If I understand the use of ferrites correctly, then they must be part of a two component filter, just as tank says
Filtering needs VoltageDivision action. Hence 2 impedances are needed.
The filter is arranged to attenuate the interference and NOT attenuate the wanted signal. This requires the high impedance series element to be in the feed facing the interference and the low impedance element on the "quiet" side of the filter.

A ferrite around BOTH signal wires (both the signal currents cancel through the ferrite and thus the ferrite adds no impedance to the signal route) followed by the capacitors to the chassis to take the majority of interference to "earth".
 
rfi chokes and clean VDD

A "large" distortion-free inductor can be wound around a 1/4 watt resistor.
I assume the resistor's body provides no distortion under magnetic field.
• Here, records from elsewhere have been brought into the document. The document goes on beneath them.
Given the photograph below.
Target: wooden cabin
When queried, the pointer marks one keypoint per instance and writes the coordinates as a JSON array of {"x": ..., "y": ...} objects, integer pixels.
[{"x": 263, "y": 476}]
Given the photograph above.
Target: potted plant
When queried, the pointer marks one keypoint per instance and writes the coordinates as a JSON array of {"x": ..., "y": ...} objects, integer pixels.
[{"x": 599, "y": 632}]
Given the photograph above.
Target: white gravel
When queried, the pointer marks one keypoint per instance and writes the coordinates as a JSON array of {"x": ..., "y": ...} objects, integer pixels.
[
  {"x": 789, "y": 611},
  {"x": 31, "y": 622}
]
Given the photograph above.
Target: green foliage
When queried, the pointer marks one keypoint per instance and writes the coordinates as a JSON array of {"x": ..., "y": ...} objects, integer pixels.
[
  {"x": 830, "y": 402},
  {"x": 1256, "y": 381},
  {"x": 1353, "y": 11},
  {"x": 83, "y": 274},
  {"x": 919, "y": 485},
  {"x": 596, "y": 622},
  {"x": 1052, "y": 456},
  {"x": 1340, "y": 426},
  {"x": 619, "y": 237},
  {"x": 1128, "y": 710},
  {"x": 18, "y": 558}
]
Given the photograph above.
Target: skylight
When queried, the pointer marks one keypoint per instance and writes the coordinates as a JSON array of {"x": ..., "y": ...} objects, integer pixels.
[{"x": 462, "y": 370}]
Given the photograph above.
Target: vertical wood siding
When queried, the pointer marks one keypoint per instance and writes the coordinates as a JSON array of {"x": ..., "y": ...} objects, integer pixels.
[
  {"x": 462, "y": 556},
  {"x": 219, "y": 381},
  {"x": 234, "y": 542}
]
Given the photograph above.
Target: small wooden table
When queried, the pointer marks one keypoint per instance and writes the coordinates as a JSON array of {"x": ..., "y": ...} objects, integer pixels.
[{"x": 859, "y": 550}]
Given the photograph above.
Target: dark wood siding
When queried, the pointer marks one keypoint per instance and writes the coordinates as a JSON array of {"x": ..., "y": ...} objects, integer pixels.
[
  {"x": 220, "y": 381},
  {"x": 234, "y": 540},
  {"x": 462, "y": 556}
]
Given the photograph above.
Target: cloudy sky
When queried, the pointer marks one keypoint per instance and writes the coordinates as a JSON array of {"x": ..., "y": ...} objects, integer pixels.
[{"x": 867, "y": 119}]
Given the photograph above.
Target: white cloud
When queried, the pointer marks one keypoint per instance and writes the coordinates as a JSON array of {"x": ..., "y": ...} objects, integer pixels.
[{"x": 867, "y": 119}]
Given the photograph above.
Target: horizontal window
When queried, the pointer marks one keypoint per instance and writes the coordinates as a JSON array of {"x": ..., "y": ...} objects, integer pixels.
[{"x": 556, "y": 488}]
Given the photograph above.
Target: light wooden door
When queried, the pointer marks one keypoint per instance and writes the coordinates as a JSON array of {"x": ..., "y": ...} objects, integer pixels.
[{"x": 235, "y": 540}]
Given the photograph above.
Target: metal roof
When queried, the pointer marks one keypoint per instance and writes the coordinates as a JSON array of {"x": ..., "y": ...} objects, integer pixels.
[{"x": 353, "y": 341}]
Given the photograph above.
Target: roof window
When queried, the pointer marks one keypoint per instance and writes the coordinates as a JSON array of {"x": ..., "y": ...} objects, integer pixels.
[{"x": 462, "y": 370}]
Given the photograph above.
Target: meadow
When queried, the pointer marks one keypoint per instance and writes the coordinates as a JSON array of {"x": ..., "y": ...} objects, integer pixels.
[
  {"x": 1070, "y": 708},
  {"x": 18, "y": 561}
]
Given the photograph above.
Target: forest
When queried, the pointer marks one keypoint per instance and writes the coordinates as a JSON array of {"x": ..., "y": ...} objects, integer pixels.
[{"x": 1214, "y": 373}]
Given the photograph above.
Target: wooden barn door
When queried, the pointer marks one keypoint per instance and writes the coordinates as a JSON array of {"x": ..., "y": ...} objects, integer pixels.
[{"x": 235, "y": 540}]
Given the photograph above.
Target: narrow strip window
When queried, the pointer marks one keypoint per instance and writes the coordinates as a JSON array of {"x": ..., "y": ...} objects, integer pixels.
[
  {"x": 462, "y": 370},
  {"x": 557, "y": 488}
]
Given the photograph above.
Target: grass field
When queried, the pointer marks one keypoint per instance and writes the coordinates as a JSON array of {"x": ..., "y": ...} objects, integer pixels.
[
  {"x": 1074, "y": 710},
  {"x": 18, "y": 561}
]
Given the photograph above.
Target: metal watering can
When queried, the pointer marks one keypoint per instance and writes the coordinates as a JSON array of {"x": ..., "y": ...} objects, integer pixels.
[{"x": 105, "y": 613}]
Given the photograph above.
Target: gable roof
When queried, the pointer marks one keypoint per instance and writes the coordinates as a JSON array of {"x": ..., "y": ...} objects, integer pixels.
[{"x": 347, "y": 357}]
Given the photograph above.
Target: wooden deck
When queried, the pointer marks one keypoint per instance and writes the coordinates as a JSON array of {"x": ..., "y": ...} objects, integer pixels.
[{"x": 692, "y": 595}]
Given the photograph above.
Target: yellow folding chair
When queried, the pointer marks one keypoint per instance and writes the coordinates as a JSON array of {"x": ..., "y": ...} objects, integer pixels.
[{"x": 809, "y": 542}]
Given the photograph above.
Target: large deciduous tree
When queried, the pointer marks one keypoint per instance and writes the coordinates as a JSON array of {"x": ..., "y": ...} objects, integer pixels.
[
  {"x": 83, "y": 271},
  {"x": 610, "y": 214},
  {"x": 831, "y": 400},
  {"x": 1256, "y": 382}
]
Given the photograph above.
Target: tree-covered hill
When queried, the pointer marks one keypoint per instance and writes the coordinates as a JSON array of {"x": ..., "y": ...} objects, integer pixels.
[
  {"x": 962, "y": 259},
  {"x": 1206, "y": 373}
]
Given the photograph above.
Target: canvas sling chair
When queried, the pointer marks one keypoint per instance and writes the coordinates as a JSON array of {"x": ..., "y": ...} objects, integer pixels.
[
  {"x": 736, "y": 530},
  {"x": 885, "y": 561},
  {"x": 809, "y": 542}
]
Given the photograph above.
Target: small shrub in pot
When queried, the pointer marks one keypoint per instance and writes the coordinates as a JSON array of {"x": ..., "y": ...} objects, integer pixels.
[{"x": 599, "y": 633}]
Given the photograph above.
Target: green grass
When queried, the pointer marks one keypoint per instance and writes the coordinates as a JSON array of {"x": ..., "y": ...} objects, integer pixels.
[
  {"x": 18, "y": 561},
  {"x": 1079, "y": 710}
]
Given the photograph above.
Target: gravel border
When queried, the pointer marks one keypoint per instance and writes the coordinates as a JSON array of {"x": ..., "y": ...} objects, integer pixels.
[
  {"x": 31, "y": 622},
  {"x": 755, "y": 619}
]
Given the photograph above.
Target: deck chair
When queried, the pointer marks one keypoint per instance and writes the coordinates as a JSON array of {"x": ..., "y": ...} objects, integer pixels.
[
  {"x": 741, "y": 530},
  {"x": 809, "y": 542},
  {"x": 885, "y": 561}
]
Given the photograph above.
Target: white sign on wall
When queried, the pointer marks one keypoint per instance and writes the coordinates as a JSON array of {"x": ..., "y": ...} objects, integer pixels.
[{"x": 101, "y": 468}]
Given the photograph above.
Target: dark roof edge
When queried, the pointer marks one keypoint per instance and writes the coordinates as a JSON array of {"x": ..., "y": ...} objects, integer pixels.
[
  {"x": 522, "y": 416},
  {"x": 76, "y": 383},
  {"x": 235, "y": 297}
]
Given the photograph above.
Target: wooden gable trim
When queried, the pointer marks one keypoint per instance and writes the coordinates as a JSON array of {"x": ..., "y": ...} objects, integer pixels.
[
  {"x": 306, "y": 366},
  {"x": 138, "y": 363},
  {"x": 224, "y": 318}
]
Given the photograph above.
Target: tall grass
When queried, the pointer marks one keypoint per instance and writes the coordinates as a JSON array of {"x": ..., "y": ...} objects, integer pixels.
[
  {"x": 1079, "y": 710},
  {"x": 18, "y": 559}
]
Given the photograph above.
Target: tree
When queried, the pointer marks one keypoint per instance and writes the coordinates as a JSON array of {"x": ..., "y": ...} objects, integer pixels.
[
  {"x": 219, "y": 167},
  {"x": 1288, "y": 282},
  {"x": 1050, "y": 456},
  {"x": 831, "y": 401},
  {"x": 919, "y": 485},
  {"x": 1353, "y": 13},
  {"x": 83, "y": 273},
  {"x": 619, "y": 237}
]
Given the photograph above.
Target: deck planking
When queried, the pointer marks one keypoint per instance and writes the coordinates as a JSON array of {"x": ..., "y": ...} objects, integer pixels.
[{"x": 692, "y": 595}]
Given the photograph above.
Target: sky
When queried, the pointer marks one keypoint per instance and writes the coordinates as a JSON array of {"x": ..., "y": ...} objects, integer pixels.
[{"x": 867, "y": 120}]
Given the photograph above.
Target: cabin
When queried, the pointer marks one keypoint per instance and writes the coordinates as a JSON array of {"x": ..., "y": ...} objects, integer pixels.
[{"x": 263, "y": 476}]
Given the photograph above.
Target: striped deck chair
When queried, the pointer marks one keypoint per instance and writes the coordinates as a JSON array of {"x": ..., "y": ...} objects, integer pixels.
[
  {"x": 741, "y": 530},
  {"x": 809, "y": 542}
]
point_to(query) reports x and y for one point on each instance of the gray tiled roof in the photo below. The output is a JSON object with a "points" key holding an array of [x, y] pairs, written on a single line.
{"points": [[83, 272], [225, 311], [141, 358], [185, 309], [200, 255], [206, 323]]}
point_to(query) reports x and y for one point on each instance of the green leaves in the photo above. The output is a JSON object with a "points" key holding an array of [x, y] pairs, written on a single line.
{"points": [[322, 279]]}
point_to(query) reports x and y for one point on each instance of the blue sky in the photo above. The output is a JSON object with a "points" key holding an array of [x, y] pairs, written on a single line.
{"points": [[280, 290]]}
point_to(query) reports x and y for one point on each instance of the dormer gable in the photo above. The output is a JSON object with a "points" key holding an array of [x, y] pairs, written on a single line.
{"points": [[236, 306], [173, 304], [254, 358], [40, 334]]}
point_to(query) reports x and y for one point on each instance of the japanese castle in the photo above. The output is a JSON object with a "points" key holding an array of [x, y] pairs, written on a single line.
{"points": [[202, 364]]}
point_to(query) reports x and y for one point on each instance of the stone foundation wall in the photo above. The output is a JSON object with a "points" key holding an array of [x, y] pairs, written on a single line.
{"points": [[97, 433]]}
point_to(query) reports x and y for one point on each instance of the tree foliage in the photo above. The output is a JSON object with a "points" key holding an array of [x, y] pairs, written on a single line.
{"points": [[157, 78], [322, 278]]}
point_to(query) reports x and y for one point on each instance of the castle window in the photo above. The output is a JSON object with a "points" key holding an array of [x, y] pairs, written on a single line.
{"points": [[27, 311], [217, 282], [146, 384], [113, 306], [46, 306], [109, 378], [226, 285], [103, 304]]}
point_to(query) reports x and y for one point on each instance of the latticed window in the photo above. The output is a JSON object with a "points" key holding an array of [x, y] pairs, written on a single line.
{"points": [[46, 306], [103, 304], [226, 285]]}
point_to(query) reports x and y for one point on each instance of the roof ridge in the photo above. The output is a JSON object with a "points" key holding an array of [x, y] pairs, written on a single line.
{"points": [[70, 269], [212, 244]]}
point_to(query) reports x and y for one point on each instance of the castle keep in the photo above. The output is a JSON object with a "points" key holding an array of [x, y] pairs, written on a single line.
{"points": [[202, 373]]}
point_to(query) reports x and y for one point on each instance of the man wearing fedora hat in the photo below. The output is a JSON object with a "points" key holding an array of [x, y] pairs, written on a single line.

Another topic I dig into is ---- ringing of VDD, triggered by OpAmp surge
currents.

Of course incoming RFI, arriving via the headphone wires, will find a place to go as that high frequency explores all possible paths. Thus the VDD network (Caps, inductors, resistors, beads) can be *designed* to address both the surge current ringing and the RFI_ringing.

Summary, for now: I view the VDD network to also be a design issue.